I suspect that some of the modern AUC/AUP/LVC series parts (or comparable series from ON/FAIRCHILD) should easily be able to reach over 100MHz at 3.3V (or 5V for those series that are capable of that voltage) since several have 1.5 to 3ns typical tPD values with moderate capacitive loads and generally also 24-32mA drive capabilities per gate. Some of the discrete FFs are rated at between 100 and 300 MHz toggle frequencies and ~1ns tPDs.

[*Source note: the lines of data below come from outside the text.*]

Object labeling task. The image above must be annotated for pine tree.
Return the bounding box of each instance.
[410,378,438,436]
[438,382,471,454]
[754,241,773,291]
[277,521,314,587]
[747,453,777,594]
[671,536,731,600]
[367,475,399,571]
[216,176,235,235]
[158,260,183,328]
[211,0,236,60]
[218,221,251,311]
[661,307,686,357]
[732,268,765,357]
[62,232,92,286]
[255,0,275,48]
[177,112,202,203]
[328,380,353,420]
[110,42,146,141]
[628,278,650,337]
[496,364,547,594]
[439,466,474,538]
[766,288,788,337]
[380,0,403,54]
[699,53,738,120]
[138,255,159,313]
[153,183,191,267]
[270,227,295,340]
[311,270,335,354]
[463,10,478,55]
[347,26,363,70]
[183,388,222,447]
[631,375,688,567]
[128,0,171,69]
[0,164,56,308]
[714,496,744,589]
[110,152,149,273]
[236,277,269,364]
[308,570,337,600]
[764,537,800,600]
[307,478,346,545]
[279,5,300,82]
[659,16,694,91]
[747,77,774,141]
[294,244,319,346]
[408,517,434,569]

It should be possible to make a transmission line controlled oscillator with some twisted pair (a CAT-5 pair maybe) or cheap coax that would be fairly predictable and temperature / time stable in a few possible oscillator topologies (though with a bit of care in passive tempcos and biasing one should be able to get a pretty temperature stable oscillator with cheap lumped elements, too). I suppose using a faster transistor would help to eliminate the frequency uncertainty due to its phase shift / propagation delay. Then it'd just be mostly up to the velocity factor of the cable and its electrical length.
EDIT: Added some tPD / IOH / IOL / CIN / ICC related data for some other logic families as attachments.
Again I agree with evb149's comment. I had to search for it but I had posted a fair amount of data using 7400 logic.